There’s not much more clichéd than the zombie when it comes to horror stories, and Williams dishes up two such stories – but they are so different from one another, and from zombie clichés, that they hardly seem worth classifying together. “Entre les Beaux Morts en Vie (Among the Beautiful Living Dead)” has a society fundamentally changed and challenged by a technology that enables effective immortality – but it kills them. Harking back to “Night of the Dolls,” there’s an exploration of what it means to be human; the issue of ambition’s price and what it means to take the extremely long-term view are also central. On the other hand, “Passing the Bone” is intensely personal; an hereditary curse needs to be explained, and a dead man needs to drive from Coober Pedy to Sydney, fast.
Leaping back into science fiction with a thud, “A View before Dying,” again with the focus on deep-space exploration. In this instance, glorified repairmen arrive on an exploration probe, only to find that things are most definitely not as they should be: there’s a dead body, for starters, as well as an alien craft outside and various bits of sabotage. As one outcome of First Contact, this is a somewhat depressing story; as an exploration of human response to crises, it’s quite uplifting.
The most mainstream of all the stories, “Team Sharon” is also, on reflection, the most creepy. On the surface, it’s sort of poignant and almost sweet – one man, one unrequited love. However, when there are other men involved, and you think about it from the woman’s point of view… it becomes really quite horrific.
Also horrific is the penultimate story, “White Christmas.” Once more considering the idea of First Contact, this time Williams takes the ‘not with a bang but with a whimper’ line. Not-snow, falling in the outback of South Australia, possibly connected with a comet, is certainly not a glamorous view of alien life or contact. Revolving around one man, Williams’ personal/global juxtapositioning once again illuminates the things that matter.

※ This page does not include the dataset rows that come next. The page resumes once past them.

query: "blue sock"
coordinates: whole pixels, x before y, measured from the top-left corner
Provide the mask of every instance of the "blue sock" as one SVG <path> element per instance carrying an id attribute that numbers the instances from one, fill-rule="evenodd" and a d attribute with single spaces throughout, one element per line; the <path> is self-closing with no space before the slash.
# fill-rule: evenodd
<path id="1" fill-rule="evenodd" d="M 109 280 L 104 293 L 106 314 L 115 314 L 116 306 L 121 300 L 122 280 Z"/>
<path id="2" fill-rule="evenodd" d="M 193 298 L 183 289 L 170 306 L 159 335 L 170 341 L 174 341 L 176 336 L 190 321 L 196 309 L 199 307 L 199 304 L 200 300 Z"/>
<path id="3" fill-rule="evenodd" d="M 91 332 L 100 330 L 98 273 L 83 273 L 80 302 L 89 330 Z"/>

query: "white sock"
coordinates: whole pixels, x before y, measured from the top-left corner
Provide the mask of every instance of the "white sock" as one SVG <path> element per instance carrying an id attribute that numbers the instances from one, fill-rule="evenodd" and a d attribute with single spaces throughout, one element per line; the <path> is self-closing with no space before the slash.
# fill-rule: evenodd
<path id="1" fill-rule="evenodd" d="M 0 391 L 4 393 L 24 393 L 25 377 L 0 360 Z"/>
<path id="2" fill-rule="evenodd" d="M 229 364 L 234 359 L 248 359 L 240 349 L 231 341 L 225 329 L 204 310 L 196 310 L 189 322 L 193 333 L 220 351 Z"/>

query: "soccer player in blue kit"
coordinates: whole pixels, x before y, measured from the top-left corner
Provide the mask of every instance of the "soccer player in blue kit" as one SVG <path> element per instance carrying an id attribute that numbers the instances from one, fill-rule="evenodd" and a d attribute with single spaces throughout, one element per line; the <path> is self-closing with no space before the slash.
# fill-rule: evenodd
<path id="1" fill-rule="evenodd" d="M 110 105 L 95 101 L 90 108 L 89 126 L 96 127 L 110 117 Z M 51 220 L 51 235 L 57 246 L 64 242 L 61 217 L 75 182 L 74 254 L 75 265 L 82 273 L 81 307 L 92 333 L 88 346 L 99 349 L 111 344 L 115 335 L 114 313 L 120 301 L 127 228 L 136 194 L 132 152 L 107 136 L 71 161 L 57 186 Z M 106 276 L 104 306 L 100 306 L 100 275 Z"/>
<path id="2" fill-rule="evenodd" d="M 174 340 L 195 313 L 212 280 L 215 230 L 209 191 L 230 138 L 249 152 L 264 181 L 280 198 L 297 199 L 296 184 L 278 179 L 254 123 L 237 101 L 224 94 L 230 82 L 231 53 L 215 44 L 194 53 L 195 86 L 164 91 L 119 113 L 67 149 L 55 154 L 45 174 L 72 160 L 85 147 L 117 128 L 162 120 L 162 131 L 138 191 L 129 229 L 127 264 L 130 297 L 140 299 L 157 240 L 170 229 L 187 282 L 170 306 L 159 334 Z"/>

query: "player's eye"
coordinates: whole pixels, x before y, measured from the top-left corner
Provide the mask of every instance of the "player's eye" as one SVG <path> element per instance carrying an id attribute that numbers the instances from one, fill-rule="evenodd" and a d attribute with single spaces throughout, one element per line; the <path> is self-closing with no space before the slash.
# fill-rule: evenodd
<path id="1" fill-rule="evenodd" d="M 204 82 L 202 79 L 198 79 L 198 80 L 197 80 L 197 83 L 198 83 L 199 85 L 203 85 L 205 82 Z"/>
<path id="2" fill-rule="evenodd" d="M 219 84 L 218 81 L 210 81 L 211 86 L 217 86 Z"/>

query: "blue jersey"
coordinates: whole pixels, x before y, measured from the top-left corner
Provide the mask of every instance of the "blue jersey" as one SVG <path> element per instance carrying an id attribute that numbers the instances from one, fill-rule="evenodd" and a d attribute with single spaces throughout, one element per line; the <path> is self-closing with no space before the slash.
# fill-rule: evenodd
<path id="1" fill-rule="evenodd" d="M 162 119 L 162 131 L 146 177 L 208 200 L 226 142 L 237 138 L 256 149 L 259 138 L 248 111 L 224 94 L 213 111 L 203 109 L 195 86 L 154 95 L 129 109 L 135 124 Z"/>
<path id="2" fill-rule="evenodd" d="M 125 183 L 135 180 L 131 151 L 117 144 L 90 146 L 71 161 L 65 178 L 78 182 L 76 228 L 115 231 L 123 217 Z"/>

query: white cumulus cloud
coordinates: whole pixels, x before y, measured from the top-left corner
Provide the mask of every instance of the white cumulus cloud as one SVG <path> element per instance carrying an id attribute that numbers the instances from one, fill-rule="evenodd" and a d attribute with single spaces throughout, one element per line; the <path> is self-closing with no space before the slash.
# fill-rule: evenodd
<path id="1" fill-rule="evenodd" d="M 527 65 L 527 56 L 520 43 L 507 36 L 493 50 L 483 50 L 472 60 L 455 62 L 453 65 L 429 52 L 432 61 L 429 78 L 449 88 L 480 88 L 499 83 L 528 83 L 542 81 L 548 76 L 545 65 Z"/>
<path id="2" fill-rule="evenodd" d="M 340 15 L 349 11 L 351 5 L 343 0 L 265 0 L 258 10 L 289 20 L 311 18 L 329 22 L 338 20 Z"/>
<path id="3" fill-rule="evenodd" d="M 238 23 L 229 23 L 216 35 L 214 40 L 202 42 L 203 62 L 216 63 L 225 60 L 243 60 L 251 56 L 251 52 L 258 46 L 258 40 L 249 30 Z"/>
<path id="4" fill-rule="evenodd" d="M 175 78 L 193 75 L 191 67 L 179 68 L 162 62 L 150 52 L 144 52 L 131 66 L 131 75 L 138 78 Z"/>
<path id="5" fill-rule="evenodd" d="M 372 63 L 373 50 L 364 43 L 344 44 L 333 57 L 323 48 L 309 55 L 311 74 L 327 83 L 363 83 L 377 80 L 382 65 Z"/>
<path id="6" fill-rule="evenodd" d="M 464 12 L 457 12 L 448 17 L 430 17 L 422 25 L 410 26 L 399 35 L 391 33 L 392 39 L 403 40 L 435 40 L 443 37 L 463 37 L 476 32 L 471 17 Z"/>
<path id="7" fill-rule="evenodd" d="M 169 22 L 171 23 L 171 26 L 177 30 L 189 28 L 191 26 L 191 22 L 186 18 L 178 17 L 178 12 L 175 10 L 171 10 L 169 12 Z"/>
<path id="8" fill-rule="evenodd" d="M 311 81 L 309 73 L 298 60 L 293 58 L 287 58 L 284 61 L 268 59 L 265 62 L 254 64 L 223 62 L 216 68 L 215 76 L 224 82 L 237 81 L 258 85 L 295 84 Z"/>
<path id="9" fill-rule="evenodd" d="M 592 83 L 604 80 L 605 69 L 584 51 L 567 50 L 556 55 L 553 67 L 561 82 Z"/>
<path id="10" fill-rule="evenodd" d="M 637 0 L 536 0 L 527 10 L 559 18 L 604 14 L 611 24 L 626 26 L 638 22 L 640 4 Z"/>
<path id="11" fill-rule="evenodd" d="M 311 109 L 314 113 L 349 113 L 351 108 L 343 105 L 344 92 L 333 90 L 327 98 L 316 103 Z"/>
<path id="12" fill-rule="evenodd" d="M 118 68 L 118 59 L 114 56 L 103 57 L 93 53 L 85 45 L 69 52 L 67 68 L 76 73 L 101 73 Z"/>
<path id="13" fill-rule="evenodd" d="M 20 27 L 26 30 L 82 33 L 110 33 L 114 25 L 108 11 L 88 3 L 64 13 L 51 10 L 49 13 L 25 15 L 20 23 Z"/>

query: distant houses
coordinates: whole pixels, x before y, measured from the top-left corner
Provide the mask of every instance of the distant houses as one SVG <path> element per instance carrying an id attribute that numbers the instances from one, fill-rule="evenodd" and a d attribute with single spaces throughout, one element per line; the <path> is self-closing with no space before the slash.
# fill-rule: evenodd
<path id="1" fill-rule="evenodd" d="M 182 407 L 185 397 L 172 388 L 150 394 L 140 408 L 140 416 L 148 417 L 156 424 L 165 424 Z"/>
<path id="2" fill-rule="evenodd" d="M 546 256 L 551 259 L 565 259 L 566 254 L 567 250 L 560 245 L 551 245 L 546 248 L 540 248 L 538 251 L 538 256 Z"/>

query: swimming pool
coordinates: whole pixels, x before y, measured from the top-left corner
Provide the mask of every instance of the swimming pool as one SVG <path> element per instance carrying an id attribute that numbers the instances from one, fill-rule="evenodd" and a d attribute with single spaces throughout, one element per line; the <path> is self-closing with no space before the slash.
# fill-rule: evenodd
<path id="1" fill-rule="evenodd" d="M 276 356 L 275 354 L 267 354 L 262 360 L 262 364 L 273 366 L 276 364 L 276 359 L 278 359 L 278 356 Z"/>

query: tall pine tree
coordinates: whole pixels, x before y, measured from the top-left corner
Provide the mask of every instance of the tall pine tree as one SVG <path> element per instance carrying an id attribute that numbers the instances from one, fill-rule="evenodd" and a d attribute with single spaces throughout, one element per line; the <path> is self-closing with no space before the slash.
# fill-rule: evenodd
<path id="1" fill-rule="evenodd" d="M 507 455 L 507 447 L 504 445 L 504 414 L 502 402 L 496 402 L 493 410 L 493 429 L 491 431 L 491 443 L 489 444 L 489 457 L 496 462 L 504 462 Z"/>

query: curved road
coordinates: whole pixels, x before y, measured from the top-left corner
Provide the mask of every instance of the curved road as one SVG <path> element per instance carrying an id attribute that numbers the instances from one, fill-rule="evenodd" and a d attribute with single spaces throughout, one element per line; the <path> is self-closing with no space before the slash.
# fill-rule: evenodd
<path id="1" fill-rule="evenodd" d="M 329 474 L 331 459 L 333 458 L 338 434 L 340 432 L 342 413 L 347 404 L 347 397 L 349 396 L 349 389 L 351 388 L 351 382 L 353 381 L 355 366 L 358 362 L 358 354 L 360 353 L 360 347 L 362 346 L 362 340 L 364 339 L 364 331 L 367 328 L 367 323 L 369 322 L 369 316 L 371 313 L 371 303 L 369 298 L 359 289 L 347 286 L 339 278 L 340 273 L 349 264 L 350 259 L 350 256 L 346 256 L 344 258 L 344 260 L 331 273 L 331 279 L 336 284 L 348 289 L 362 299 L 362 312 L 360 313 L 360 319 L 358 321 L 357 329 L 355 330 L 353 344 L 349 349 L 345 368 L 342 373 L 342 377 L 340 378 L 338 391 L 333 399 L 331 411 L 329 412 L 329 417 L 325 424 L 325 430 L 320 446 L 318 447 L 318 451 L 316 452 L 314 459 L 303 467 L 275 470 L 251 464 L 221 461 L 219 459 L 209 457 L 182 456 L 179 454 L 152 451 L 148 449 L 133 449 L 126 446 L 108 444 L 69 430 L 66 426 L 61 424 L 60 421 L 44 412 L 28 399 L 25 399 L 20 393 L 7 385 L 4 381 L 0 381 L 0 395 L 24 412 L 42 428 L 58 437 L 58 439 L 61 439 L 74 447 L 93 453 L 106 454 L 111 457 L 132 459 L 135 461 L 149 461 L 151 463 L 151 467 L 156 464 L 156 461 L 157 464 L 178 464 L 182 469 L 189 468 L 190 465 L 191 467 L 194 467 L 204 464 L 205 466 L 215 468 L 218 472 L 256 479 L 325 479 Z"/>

The final story in this anthology is my absolute favourite. Co-written with Simon Brown, “The Masque of Agamemnon” combines two of my loves – Greek mythology and space opera. A ship named Mycenae, populated with the heroes of the Iliad cycle; a planet-side guest forced to take the name Paris… it’s simply an exquisite story. Knowledge of the myths is not compulsory to enjoy it, although it certainly helps.
One of the things I like about Williams’ writing as a whole is that in many stories, it’s very obvious that he’s an Australian, and an Adelaide boy to boot (heaps good!). No one but a South Aussie would name a Moon Transit Clipper the Whyalla. This inclusion of Australian places and sensibilities is effortless; there’s no sense that he made a conscious decision to include them. Instead, it’s just obvious: if London or New York can feature in a story, why not Adelaide?
I have two complaints about this anthology; they’re a bit petty, but they did bug me. One is that there are no dates attached to individual stories – neither when it was first written, nor when it was published – to provide additional context. The publication information is available in the acknowledgements at the back of the book, but I had hoped to see them in the introductions or afterwords. The second complaint is a few typos, the most screaming of which is the introduction, called “Ludic Dreaming” in the contents and on its own page – but “Lucid Dreaming” in the acknowledgements, reassuring me that this wasn’t some pun that I didn’t get. Petty it may be, but it did distract me.
Overall, this is an enthralling collection. It could be read in one sitting, if you’ve got the time – you won’t get bored; or you could dip in and out – if you’ve got the willpower. Many anthologies run the risk of stories blurring together. Magic Dirt does not have that problem.
Now we can all settle in for the next fifteen years.